Following suppression of c-Rel, N-cadherin expression was reduced, possibly mediating diminished contractility and migration of human dermal fibroblasts. Supporting our findings, N-cadherin was recently shown to be involved in injury-triggered migration (“swarming”) and contraction of fascia fibroblasts important for scar formation [37].

Subsequent analyses need to reveal whether N-cadherin serves as a direct target of c-Rel and whether also typical intracellular target molecules such as α- and β-catenin are affected. Although N-cadherin and actin cytoskeleton dynamics are intricately intertwined, no changes appeared neither in G/F actin content nor in F-actin signal intensity. Possibly, associated cytoskeletal mechanisms include rather actomyosin-based dynamics [38]. Moreover, c-rel−/− mice revealed decreased bladder smooth muscle contraction depending on CPI-17 (protein kinase C-potentiated inhibitory protein of 17 kDa), a protein affecting myosin light chain phosphorylation [39]. This suggests an alternative impact of c-Rel on myosin dynamics. However, muscle and non-muscle cells such as dermal fibroblasts may be regulated differently.

Myofibroblasts resemble smooth muscle cells in their expression and cytoskeletal inclusion of αSMA [32]. However, in contrast to smooth muscle cells the former are permanently contractile presumably also through activation of the Rho/ROCK/myosin light chain phosphatase pathway [40]. Thus, our results described here, together with the outlined molecular details, could be a good starting point for further mechanistic studies on the contractility of myofibroblasts in fibrotic diseases.

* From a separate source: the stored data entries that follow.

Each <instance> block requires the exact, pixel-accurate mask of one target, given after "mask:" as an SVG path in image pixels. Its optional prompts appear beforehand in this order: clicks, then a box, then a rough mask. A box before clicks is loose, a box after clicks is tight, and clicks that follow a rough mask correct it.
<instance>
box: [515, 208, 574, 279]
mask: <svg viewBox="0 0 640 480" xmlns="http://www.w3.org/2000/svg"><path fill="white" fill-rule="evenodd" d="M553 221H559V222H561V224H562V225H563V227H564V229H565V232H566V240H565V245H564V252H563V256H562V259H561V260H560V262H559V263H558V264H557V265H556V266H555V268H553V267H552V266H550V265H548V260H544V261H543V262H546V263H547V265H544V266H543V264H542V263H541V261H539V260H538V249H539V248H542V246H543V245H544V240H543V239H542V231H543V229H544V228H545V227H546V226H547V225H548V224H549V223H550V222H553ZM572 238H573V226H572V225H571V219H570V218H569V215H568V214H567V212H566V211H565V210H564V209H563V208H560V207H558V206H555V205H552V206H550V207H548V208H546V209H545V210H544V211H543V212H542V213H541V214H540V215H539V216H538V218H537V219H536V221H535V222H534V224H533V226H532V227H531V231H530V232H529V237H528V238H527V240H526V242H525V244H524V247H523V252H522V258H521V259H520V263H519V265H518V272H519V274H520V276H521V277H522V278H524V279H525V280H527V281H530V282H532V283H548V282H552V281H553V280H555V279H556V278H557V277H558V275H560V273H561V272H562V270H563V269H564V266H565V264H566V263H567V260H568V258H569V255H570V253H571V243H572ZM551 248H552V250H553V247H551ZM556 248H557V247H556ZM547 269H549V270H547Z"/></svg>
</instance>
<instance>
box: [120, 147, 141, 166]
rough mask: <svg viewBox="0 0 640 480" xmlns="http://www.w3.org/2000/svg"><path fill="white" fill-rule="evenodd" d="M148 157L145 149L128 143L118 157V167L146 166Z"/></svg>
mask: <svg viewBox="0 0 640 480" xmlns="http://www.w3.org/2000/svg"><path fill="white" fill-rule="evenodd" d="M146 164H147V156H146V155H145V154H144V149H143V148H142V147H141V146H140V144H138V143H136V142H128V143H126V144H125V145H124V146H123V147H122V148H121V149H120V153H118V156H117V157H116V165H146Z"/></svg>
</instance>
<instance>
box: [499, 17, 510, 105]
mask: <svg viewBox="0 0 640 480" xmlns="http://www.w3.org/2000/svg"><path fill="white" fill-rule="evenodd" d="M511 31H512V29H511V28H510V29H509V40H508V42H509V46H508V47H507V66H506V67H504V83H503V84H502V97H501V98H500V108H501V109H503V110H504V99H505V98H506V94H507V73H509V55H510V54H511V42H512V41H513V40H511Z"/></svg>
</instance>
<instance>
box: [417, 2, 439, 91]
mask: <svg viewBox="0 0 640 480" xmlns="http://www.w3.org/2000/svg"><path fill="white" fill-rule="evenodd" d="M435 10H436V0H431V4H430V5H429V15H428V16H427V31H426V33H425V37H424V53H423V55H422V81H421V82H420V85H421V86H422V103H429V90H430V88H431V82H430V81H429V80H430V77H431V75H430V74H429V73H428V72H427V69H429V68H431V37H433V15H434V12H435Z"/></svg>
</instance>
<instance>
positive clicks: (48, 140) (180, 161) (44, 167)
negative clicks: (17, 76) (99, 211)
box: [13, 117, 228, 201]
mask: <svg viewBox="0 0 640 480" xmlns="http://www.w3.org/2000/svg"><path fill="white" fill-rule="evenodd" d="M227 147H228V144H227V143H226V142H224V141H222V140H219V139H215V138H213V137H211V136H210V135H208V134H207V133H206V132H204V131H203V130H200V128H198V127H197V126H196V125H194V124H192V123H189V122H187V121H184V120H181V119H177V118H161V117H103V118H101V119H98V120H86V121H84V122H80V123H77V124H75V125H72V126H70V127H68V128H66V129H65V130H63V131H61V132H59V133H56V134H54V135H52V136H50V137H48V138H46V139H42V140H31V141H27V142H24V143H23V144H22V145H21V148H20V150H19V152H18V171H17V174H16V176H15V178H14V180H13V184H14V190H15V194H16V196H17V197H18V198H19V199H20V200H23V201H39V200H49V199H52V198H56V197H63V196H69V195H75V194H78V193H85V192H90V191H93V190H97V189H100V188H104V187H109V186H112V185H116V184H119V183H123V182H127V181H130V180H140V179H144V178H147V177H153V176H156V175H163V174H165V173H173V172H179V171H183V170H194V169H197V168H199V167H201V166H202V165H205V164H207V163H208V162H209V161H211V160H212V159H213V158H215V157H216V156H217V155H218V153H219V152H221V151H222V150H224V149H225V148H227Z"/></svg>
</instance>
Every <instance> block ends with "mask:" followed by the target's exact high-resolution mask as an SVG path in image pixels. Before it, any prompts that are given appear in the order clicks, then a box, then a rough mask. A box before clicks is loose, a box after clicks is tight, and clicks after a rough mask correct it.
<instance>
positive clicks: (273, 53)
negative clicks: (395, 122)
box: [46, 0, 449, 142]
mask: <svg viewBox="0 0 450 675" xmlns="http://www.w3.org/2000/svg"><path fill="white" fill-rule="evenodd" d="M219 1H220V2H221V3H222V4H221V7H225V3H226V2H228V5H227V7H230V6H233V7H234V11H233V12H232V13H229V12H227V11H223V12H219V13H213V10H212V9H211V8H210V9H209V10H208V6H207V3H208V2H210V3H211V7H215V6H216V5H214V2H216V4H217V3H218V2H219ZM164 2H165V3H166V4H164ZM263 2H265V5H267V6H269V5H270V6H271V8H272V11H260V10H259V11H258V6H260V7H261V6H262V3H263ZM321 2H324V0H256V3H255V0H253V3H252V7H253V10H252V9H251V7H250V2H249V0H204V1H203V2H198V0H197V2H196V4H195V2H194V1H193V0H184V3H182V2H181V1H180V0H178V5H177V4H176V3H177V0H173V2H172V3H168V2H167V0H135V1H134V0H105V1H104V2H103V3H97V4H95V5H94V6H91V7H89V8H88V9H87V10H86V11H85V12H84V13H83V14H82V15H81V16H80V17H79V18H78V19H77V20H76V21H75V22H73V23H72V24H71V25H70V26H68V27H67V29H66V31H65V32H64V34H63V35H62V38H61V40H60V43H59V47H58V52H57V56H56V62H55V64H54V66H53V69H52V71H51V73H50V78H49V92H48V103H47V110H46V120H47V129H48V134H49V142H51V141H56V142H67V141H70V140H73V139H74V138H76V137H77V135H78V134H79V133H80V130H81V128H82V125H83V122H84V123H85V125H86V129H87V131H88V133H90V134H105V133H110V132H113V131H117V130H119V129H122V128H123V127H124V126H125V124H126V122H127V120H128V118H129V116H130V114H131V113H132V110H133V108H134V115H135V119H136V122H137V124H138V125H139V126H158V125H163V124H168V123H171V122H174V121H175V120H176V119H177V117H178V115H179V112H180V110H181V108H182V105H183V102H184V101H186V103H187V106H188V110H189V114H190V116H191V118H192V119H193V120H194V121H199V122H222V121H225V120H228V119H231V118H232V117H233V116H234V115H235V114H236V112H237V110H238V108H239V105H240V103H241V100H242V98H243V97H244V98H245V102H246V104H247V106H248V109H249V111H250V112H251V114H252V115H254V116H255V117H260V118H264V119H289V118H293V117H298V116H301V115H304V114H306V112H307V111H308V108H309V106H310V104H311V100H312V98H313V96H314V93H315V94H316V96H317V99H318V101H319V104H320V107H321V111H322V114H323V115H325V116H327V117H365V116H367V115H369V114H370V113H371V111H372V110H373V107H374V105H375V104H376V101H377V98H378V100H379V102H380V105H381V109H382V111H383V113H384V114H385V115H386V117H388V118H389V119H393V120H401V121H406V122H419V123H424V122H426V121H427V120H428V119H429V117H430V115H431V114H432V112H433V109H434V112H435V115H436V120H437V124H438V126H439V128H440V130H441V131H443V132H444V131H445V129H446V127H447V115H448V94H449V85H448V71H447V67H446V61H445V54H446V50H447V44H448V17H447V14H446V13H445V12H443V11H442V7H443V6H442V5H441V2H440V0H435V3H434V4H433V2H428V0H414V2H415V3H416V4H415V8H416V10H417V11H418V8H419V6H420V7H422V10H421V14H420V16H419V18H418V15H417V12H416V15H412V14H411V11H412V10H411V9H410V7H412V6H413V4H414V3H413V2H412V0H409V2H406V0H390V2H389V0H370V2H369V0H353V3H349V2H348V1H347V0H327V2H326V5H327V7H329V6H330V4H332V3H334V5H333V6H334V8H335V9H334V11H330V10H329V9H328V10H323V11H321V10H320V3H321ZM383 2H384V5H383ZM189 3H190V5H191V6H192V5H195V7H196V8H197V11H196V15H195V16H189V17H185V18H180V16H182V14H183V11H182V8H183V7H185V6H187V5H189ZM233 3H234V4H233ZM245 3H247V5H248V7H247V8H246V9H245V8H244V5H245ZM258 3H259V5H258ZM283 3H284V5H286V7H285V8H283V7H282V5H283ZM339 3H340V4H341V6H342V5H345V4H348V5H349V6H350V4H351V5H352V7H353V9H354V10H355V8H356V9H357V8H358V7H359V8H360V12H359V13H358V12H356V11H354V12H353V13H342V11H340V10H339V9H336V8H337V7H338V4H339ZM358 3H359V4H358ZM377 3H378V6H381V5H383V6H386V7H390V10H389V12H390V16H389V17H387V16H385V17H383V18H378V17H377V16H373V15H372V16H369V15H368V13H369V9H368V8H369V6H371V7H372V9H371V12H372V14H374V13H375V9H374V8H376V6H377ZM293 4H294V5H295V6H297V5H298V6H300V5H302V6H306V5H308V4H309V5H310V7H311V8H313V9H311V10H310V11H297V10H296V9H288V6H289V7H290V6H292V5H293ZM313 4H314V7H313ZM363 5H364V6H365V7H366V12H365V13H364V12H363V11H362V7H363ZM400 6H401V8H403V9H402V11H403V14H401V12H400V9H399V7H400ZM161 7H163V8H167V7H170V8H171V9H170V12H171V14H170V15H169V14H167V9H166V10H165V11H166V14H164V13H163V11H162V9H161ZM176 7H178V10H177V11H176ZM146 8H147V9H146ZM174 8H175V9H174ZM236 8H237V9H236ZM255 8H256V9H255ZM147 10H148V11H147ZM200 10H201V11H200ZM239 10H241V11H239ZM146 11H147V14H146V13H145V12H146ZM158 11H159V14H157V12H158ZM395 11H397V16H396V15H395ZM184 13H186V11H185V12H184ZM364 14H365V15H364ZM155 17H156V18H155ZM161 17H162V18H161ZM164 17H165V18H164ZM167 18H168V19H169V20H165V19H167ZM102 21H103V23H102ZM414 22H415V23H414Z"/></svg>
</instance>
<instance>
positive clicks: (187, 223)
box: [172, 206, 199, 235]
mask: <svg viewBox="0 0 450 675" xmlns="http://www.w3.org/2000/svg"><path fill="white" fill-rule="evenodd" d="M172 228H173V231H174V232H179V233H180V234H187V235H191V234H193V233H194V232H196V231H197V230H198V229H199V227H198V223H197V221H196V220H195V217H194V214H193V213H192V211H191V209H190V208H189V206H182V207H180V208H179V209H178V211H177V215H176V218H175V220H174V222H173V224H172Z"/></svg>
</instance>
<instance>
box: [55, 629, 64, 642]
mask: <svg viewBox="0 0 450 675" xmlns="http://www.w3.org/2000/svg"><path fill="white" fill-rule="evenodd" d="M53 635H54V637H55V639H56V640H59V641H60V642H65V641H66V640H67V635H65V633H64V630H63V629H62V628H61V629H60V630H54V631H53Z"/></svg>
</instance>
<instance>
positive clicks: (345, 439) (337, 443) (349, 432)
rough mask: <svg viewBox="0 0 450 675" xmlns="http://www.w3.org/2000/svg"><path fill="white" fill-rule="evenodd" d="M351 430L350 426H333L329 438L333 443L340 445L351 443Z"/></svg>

Another result, which at first glance seems somewhat curious, was that c-Rel suppression apparently reduced the contractility of fibroblasts in "relaxed", but not in "stressed" gels. On closer examination, however, there appear to be important differences between these two conditions: Former analyses revealed that fibroblasts in “relaxed” matrices have low proliferative activity and a generally pro-inflammatory phenotype, whereas fibroblasts in “stressed” matrices show more myofibroblast traits such as αSMA expression (which was not affected by c-Rel suppression in our experiments) as well as higher contractility [29]. A global influence on the entire fibrotic “machinery” does not seem to occur, because in our models we could not find a general influence of c-Rel suppression on fibrotic markers. Therefore it seems conceivable that c-Rel performs its main function in a “pre-fibrotic” state of fibroblasts, which the "relaxed" matrices may simulate in vitro. If this hypothesis can be confirmed in vivo in future studies, a therapeutic modulation of c-Rel could influence early inflammatory phases of fibrosis and thus have a preventive effect. In any case, we could show that NF-кB c-Rel is an interesting candidate influencing an essential adhesion marker and thus cellular processes in skin fibroblasts with potential consequences for the pathophysiology of fibrosis and/or fibrotic diseases.